Long-term follow-up was achieved in 39 horses. In total, 12 out of 39 horses died, 10 of which were euthanized because of IBD and two due to orthopaedic problems. From these 10 horses, eight showed an abnormal OGTT.
The study team found that horses were predominantly admitted during their active sports career and no gender predisposition could be identified.
They noted that human IBD is caused by a combination of inheritance and certain dietary habits.
“Thus the equine diet could be an interesting factor to focus on,” they said.
“However, in this study no significant association was found between pre-diagnostic feeding management and a disturbed OGTT or a disturbed enteral biopsy result.
“The possible link between feeding management and IBD has been suggested in several equine studies. However, no study has been able to pinpoint this.”
A possible explanation for this is that equine IBD manifests itself in many forms and the diversity among the studied populations results in poor statistical power.
“Medical treatment was not associated with positive long-term outcome in this study. However, only 68 horses received medical treatment, of which 56 were treated with prednisolone.
“Prednisolone was used most often for IBD patients in the four referral centres. The inability to find a positive effect of prednisolone on long-term outcome could be erroneous due to a type II statistical error, since for only 31 of these prednisolone treated horses a follow-up was available.
“However, 19 of these 31 (61.3%) prednisolone-treated horses were categorized by means of the telephone questionnaire as performing to expectation.”
The authors say there is a great need for systematic studies on the harvesting technique and microscopic examination and interpretation of duodenal and rectal biopsies in horses.
“Based upon our study results, in horses suspected of suffering from IBD most rectal biopsies are aberrant (82.2%), in comparison to 56.8% of duodenal biopsies.
“Therefore, the ‘rectal’ biopsies seemed particularly useful in the current case series. It may be possible to increase the usage of colonic biopsies (at least of the descending colon) in horses relatively non-invasively.”
They said the disappointing quality of the duodenal biopsies needed future attention, since it was likely this had a negative effect on interpretation under the microscope.
In conclusion, they said weight loss was highly prevalent among horses suspected of having IBD.
They said biopsies of the gut may be a useful diagnostic aid in the work-up of horses thought to suffer from the disease. However, further research was required to prove their true diagnostic value, they said.
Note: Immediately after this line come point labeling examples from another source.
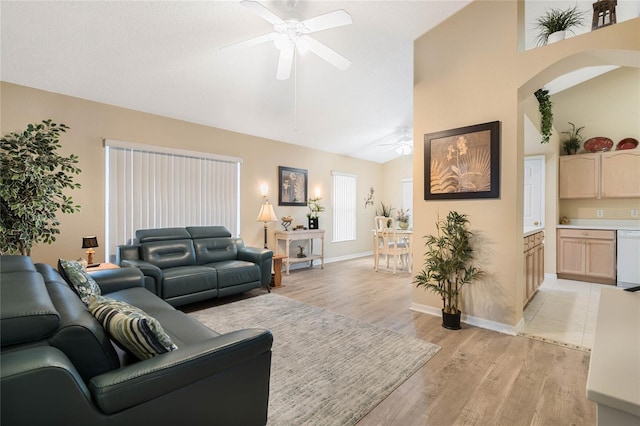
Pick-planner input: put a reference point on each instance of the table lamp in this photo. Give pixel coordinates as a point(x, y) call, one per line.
point(89, 243)
point(267, 214)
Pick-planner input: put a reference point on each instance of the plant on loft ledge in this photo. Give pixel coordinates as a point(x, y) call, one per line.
point(572, 144)
point(447, 265)
point(546, 114)
point(33, 177)
point(554, 24)
point(315, 208)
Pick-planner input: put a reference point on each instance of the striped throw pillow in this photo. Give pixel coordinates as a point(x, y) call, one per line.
point(132, 328)
point(80, 281)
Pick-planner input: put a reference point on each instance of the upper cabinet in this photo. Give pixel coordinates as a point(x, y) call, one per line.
point(620, 174)
point(600, 175)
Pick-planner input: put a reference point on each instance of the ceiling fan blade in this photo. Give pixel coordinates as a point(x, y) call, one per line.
point(333, 19)
point(262, 12)
point(251, 42)
point(284, 63)
point(329, 55)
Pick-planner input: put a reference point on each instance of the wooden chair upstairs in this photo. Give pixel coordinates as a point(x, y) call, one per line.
point(389, 243)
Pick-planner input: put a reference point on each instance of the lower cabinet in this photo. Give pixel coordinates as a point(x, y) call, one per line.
point(587, 255)
point(533, 264)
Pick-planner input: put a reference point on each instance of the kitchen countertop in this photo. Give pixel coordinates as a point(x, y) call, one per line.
point(614, 370)
point(605, 224)
point(530, 230)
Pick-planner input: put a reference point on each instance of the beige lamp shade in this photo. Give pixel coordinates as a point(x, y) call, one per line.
point(267, 214)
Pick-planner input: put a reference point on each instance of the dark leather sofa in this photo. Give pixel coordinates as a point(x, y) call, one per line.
point(186, 265)
point(59, 367)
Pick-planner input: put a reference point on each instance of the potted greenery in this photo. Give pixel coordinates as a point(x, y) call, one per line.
point(315, 208)
point(546, 113)
point(33, 177)
point(572, 144)
point(553, 25)
point(403, 218)
point(447, 265)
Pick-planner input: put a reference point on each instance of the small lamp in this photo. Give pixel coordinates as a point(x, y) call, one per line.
point(89, 243)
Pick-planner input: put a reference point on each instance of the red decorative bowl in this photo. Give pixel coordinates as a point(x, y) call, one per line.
point(627, 143)
point(599, 143)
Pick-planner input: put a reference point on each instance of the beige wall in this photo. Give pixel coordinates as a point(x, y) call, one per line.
point(90, 122)
point(468, 72)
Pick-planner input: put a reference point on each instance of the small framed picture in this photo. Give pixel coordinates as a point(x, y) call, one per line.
point(463, 163)
point(293, 186)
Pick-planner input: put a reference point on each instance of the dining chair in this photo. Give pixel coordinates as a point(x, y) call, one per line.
point(388, 242)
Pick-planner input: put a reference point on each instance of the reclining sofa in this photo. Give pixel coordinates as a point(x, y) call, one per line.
point(58, 365)
point(186, 265)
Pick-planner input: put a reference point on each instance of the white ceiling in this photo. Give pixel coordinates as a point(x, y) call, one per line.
point(164, 58)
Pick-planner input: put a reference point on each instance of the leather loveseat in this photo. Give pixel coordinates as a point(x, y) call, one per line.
point(186, 265)
point(58, 365)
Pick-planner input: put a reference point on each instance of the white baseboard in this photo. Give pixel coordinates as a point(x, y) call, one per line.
point(468, 319)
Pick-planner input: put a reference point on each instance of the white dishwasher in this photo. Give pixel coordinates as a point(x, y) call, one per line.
point(628, 274)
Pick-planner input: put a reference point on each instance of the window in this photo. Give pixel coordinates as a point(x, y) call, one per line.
point(154, 187)
point(344, 207)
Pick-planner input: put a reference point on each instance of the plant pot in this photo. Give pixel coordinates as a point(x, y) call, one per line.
point(451, 321)
point(313, 223)
point(557, 36)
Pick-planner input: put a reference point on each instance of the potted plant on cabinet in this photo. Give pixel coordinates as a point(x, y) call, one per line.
point(553, 25)
point(403, 218)
point(447, 265)
point(315, 208)
point(33, 177)
point(572, 144)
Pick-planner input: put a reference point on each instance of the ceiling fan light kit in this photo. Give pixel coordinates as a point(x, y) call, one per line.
point(293, 34)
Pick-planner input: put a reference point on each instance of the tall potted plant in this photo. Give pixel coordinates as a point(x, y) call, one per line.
point(553, 25)
point(447, 265)
point(33, 177)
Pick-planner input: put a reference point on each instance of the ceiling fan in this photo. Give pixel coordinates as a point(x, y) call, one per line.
point(292, 34)
point(403, 146)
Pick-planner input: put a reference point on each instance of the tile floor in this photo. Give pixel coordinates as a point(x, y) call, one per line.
point(563, 312)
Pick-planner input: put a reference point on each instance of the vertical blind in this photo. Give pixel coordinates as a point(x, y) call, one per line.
point(156, 187)
point(344, 206)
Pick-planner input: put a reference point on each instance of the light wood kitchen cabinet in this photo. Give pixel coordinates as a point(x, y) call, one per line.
point(600, 175)
point(587, 255)
point(533, 264)
point(579, 176)
point(620, 174)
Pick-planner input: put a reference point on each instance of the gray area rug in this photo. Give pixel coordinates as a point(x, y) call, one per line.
point(326, 369)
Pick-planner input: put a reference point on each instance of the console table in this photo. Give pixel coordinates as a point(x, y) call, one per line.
point(307, 234)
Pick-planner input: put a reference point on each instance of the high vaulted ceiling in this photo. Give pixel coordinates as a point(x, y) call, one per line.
point(165, 58)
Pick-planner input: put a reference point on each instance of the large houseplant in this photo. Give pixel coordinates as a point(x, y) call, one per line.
point(33, 177)
point(553, 25)
point(447, 265)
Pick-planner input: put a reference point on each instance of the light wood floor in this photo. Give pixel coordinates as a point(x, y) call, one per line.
point(479, 377)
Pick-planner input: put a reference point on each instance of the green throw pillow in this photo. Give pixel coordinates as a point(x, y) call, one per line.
point(131, 327)
point(81, 282)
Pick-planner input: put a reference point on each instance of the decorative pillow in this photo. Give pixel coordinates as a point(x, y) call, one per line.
point(80, 281)
point(132, 328)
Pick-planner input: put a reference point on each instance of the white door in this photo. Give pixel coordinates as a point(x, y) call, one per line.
point(534, 191)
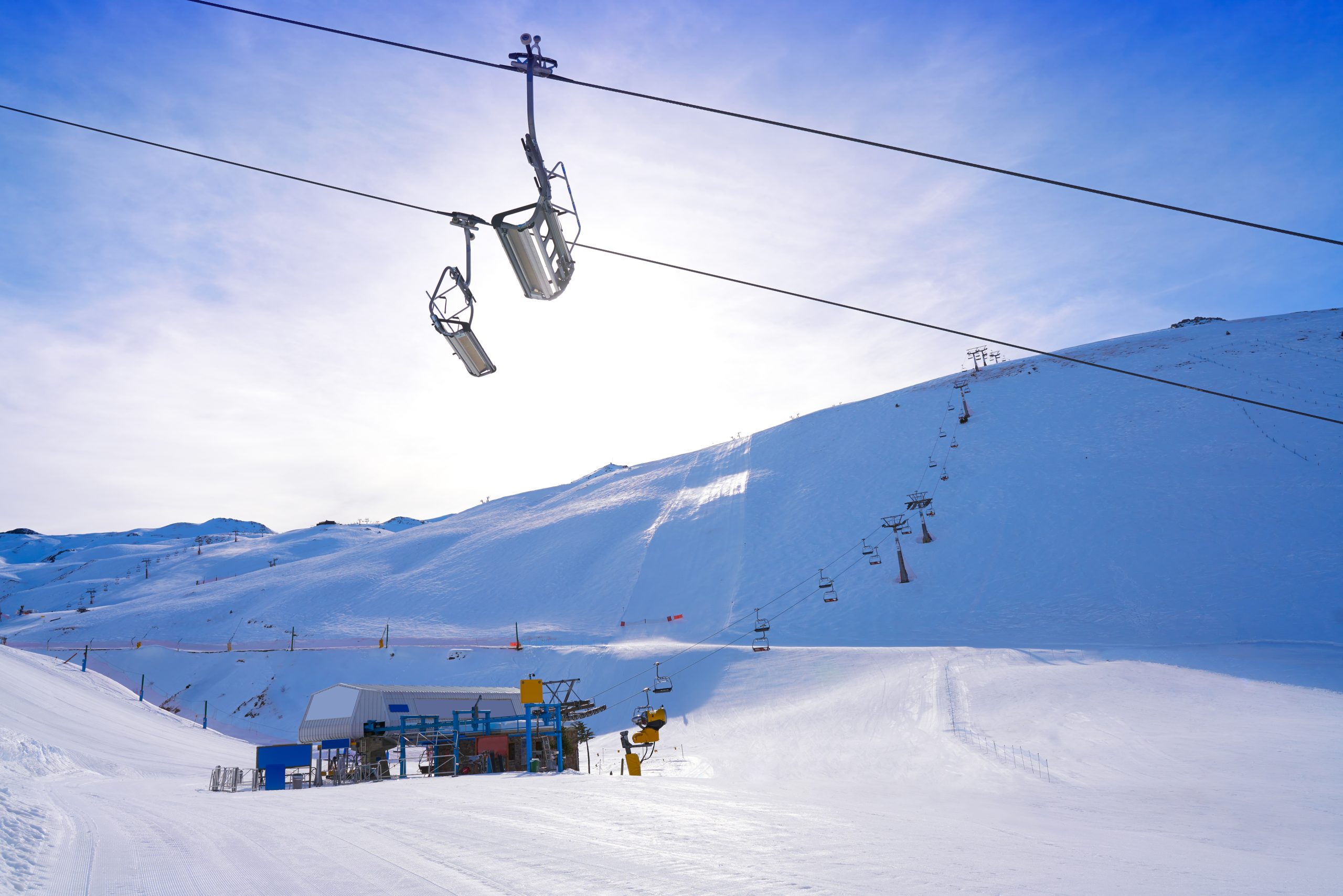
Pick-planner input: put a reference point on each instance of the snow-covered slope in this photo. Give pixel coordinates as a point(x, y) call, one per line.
point(836, 772)
point(1080, 508)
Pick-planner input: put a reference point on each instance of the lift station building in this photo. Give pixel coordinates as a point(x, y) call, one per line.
point(459, 729)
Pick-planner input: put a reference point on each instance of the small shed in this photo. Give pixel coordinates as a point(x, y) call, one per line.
point(342, 710)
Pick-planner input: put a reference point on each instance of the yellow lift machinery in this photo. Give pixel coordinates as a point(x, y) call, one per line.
point(651, 722)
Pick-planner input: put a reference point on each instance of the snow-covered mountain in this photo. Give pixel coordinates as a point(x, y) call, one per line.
point(1076, 507)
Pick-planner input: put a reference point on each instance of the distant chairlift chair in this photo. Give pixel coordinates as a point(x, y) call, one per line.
point(828, 589)
point(536, 246)
point(661, 683)
point(456, 328)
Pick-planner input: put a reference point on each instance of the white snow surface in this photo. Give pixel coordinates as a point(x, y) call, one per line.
point(833, 770)
point(1149, 583)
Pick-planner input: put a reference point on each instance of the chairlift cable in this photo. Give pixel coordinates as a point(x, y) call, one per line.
point(735, 622)
point(704, 273)
point(787, 125)
point(728, 644)
point(957, 332)
point(227, 162)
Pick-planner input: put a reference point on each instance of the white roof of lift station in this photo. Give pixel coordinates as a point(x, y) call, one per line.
point(342, 710)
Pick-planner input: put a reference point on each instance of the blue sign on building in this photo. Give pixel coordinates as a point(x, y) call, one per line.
point(276, 760)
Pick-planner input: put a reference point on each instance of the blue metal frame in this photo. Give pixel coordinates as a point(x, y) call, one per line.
point(471, 722)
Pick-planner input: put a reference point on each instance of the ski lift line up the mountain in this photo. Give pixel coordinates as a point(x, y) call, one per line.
point(735, 622)
point(709, 274)
point(774, 123)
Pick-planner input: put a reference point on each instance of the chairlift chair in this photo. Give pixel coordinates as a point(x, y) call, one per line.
point(641, 714)
point(661, 684)
point(535, 245)
point(828, 589)
point(454, 327)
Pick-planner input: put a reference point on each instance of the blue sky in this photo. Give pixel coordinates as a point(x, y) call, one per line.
point(182, 340)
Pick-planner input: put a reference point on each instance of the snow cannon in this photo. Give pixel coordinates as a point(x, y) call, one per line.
point(652, 722)
point(632, 760)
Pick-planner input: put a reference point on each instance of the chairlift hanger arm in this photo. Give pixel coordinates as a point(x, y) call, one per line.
point(774, 123)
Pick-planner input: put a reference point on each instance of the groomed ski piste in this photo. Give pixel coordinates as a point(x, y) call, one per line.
point(1137, 585)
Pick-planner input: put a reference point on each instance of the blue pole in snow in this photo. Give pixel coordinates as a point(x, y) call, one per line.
point(527, 708)
point(559, 739)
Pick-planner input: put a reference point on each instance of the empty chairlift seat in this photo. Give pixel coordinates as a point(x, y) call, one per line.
point(536, 249)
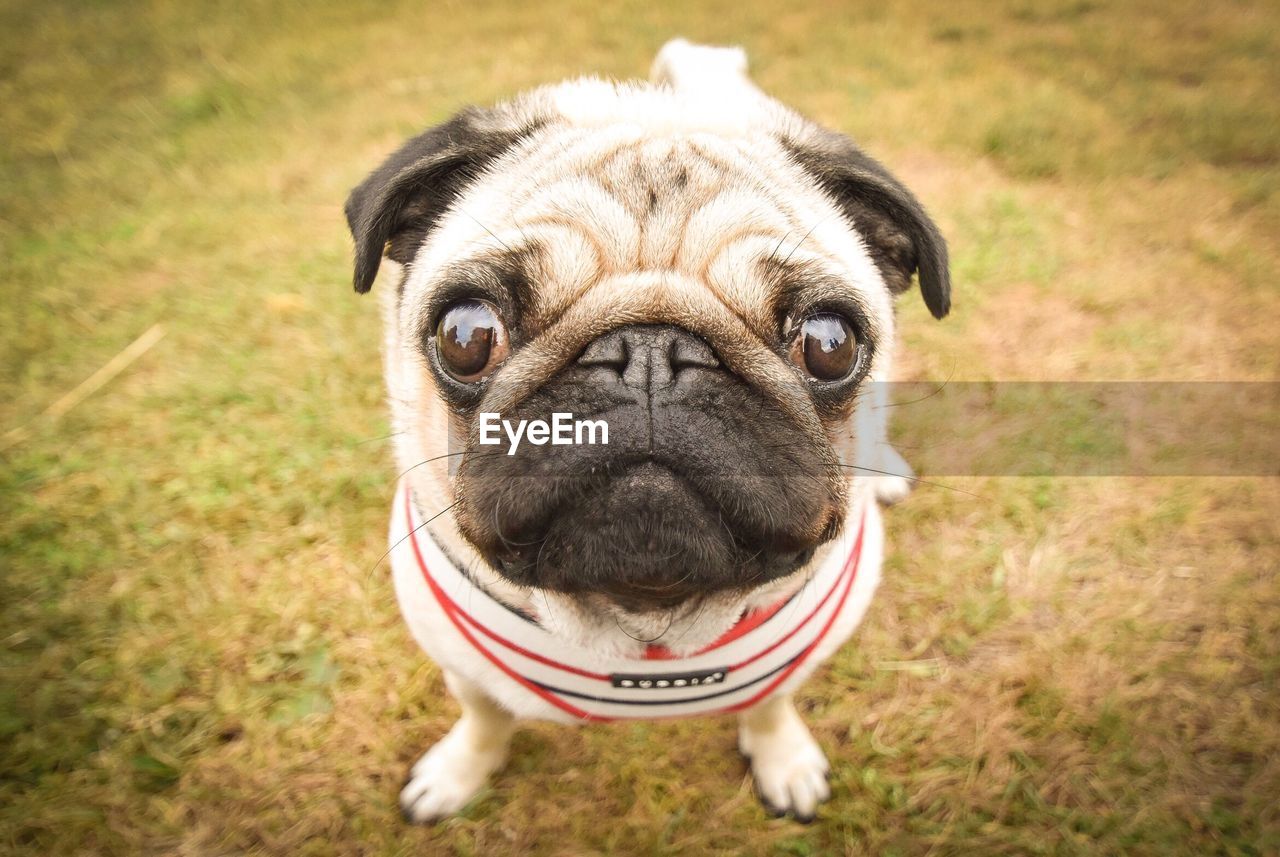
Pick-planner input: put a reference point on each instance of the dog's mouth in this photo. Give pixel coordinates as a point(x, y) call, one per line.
point(647, 540)
point(704, 485)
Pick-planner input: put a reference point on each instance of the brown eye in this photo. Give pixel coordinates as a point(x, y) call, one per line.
point(826, 347)
point(471, 340)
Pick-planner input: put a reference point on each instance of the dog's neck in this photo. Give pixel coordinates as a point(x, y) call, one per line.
point(599, 624)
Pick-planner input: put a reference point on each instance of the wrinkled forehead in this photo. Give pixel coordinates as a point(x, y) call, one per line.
point(663, 224)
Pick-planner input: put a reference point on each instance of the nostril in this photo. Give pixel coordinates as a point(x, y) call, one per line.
point(649, 356)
“Until more standardized scientific research is available, one should be careful with the interpretation of enteral [gut] biopsy results,” they said, adding that there was a need for better standardization of such biopsies and the scoring of the samples under microscopic examination.
Delesalle and Marco de Bruijn designed the study. They were joined in the research by Berit Boshuizen, Margreet Ploeg, Jeroen Dewulf, Sanne Klooster, Marie-Thérèse Picavet, Katrien Palmers, Lukas Plancke, Hilde De Cock and Mathijs Theelen.
Inflammatory bowel disease (IBD) in horses: a retrospective study exploring the value of different diagnostic approaches
Berit Boshuizen, Margreet Ploeg, Jeroen Dewulf, Sanne Klooster, Marco de Bruijn, Marie- Thérèse Picavet, Katrien Palmers, Lukas Plancke, Hilde De Cock, Mathijs Theelen and Catherine Delesalle.